Your Days Are Numbered. Quite literally, in this comedy on “the maths of death” performed by Matt Parker and Timandra Harkness and funded by a Wellcome Trust People Award.
If you’re at the Edinburgh Festival Fringe this August and would like to know how statistically likely it is you’ll die during a show, this is the one to attend. Don’t worry too much though as, at 0.000043%, you’ll be pretty safe.
Matt, a mathematician, and Timandra, a writer, are a delightful duo. Matt, the nerdy one, kicks off the show with some remarkable feats of mathematical dexterity. He describes his profession as “stand-up mathematician”, and I didn’t realise quite how funny mental arithmetic could be until now. However, it’s possible I was laughing at his sheer enthusiasm for cube roots of large numbers, rather than with him.
Timandra is undeniably cooler. She ridicules Matt’s suggestion that six minutes of canoeing is pretty similar to taking an ecstasy pill – the chances of dying from both are the same at 1 in a million. But a physical demonstration of both activities amusingly shows Matt to be correct. There’s a serious connection here to the recent calls for the decriminalisation of some drugs based on quantitative assessments of risk, though it’s a tacit point left to be made by the audience in their afterthoughts.
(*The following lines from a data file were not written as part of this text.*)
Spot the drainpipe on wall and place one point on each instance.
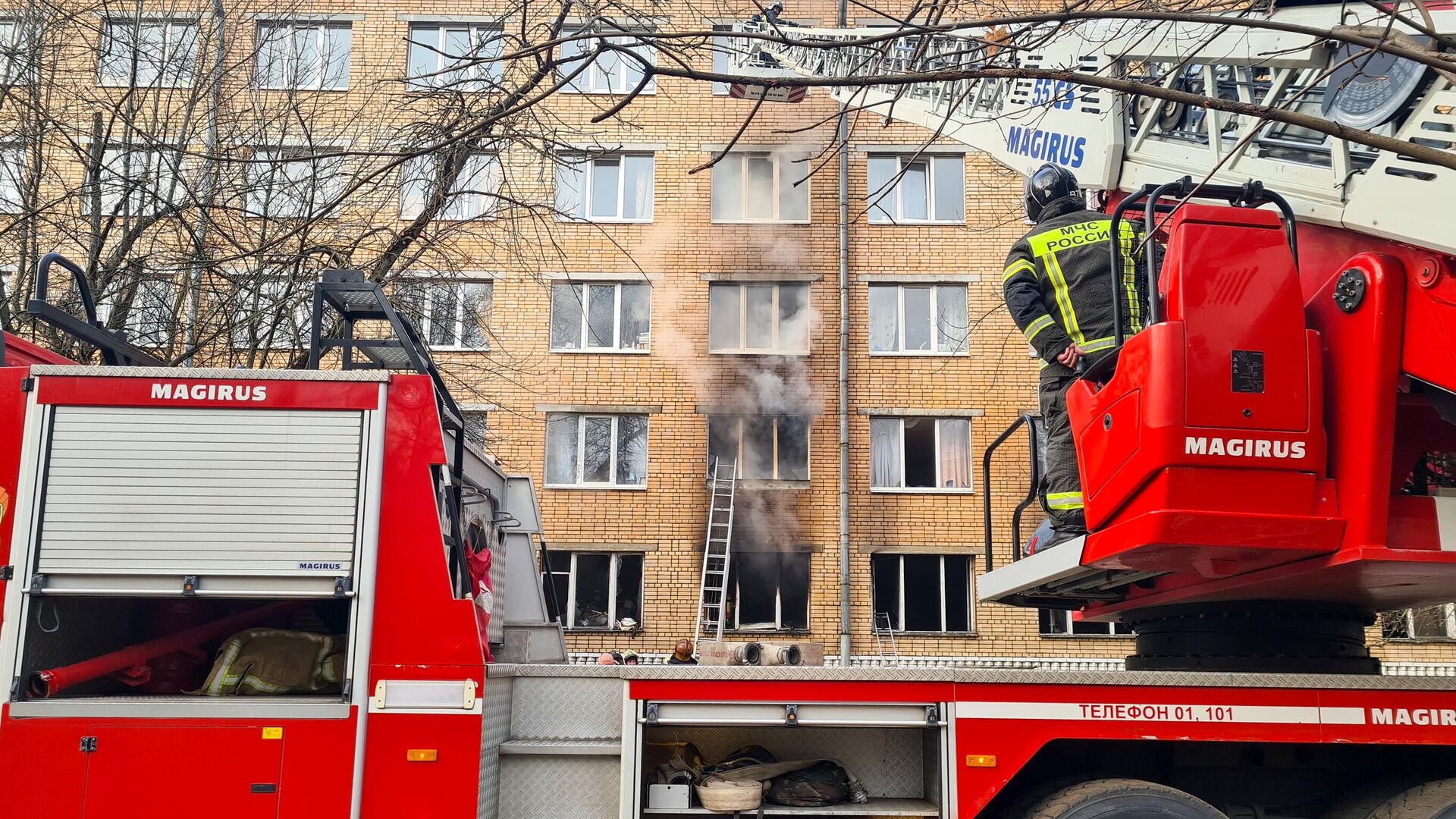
(843, 371)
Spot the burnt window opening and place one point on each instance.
(924, 592)
(596, 589)
(1055, 623)
(766, 447)
(769, 591)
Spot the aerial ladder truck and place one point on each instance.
(1302, 318)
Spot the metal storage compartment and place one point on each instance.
(150, 500)
(899, 751)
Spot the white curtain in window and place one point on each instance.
(886, 458)
(956, 453)
(951, 319)
(637, 200)
(884, 318)
(561, 449)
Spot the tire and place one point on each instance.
(1122, 799)
(1360, 803)
(1432, 800)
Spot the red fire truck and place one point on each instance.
(1245, 463)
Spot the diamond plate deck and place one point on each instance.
(1019, 676)
(890, 763)
(580, 787)
(566, 707)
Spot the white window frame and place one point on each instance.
(613, 575)
(164, 183)
(742, 423)
(937, 488)
(281, 340)
(617, 319)
(471, 196)
(321, 66)
(935, 321)
(1069, 634)
(743, 319)
(428, 289)
(476, 72)
(596, 79)
(612, 460)
(1410, 626)
(15, 164)
(267, 199)
(587, 168)
(894, 196)
(17, 53)
(778, 599)
(168, 74)
(900, 595)
(783, 177)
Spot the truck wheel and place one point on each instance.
(1123, 799)
(1432, 800)
(1360, 803)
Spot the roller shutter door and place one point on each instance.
(242, 499)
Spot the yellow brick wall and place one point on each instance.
(673, 253)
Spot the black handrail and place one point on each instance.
(1250, 194)
(1030, 422)
(114, 349)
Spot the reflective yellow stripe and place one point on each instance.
(1037, 327)
(1059, 287)
(1071, 237)
(1065, 500)
(1017, 267)
(1134, 311)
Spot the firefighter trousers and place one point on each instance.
(1060, 484)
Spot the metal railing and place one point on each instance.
(1033, 425)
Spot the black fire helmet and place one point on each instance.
(1046, 186)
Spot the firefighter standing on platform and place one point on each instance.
(1059, 290)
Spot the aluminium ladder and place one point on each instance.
(884, 630)
(712, 591)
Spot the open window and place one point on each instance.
(769, 591)
(921, 453)
(599, 591)
(929, 594)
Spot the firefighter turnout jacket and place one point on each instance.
(1057, 286)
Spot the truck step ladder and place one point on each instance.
(712, 592)
(883, 632)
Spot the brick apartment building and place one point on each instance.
(672, 318)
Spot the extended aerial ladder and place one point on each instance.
(1112, 142)
(1244, 458)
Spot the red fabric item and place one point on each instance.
(479, 567)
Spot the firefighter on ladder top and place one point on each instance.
(1059, 292)
(767, 20)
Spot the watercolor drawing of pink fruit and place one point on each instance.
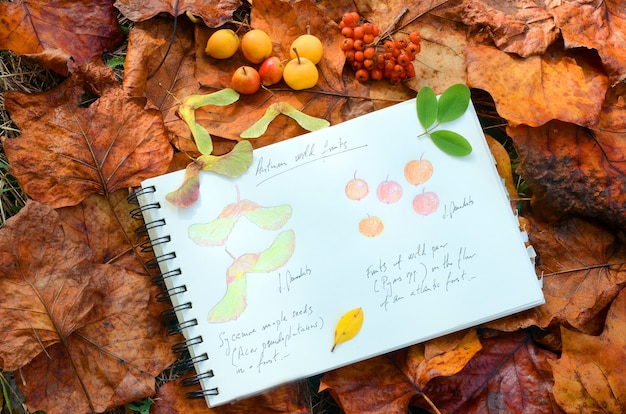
(389, 191)
(418, 172)
(426, 203)
(357, 188)
(371, 226)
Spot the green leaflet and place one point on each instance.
(453, 103)
(426, 105)
(232, 164)
(451, 143)
(431, 113)
(310, 123)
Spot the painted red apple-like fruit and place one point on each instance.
(426, 203)
(389, 191)
(371, 226)
(357, 188)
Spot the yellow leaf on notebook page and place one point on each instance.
(348, 326)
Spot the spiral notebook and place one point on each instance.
(361, 215)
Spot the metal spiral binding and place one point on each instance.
(169, 316)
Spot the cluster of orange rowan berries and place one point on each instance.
(392, 60)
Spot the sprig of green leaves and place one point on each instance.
(432, 112)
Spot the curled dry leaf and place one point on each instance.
(568, 87)
(82, 333)
(596, 25)
(82, 151)
(60, 37)
(580, 250)
(510, 374)
(513, 27)
(357, 387)
(421, 369)
(589, 376)
(578, 170)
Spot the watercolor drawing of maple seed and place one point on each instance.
(216, 233)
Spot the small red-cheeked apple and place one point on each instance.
(271, 71)
(308, 46)
(300, 73)
(256, 46)
(246, 80)
(222, 44)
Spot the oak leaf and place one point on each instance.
(67, 152)
(596, 25)
(589, 376)
(578, 170)
(214, 13)
(83, 334)
(61, 36)
(556, 85)
(172, 398)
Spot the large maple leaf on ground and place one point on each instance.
(83, 334)
(566, 86)
(59, 34)
(67, 152)
(589, 376)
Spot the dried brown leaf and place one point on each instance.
(578, 170)
(578, 284)
(86, 336)
(589, 376)
(61, 36)
(566, 86)
(524, 28)
(596, 25)
(67, 152)
(510, 374)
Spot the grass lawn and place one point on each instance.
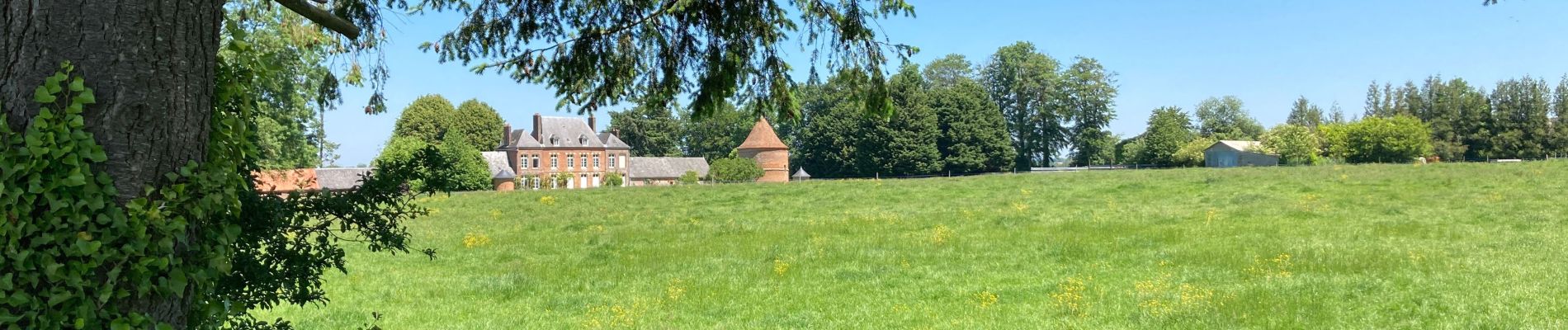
(1396, 246)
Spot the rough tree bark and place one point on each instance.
(151, 66)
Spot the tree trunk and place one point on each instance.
(151, 66)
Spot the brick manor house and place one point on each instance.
(560, 146)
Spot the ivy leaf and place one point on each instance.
(59, 298)
(43, 96)
(177, 282)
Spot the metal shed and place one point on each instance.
(1233, 153)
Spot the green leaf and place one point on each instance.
(177, 282)
(59, 298)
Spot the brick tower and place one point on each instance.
(770, 153)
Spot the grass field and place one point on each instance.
(1443, 246)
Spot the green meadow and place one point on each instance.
(1390, 246)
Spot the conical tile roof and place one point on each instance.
(763, 138)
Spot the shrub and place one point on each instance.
(690, 177)
(1169, 130)
(468, 169)
(613, 179)
(477, 124)
(1383, 139)
(734, 169)
(425, 120)
(460, 169)
(1336, 139)
(1294, 144)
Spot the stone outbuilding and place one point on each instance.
(766, 148)
(664, 171)
(502, 179)
(800, 176)
(1233, 153)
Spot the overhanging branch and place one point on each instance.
(322, 17)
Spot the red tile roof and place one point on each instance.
(763, 136)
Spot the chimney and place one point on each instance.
(538, 124)
(505, 134)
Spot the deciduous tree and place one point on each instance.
(974, 134)
(1305, 115)
(477, 124)
(156, 73)
(1225, 118)
(1296, 144)
(428, 120)
(1090, 94)
(1169, 130)
(1026, 87)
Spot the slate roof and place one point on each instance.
(284, 180)
(290, 180)
(499, 166)
(341, 179)
(522, 139)
(611, 141)
(568, 132)
(1239, 146)
(640, 167)
(763, 136)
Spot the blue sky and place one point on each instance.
(1266, 52)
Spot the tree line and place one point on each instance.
(1443, 120)
(1018, 110)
The show has more than a flavour of Timmy Mallett, with devices like the “Death-O-Meter” made, apparently, in Matt’s garage. But this childish charm really won me over and I giggled as I discovered the risk of “death by bees” relative to “death by water” (a.k.a. drowning).
It’s a nerdy show. Matt’s jokes are often annotated with a voiceover, to explain just why they’re funny. Educational, but fun.
And when Timandra explains the work of NICE, the National Institute for Health and Clinical Excellence, Matt displays a picture of a Nice biscuit.
Midway through the show, the audience begin to be metaphorically, but systematically killed off by the protagonists to demonstrate life expectancy. If the show had been a liftetime, by the end all but one of 141-strong audience would be dead.
This is not enough for Matt, whose determination to exterminate every single person results in an unlikely, but hilarious final death scene.
Will it be death by aliens? Ladder? Or laughter?
Louise Crane, Project Officer at Wellcome Images
Your Days are Numbered is showing at Assembly Rooms @ George Street until Monday, 30th August.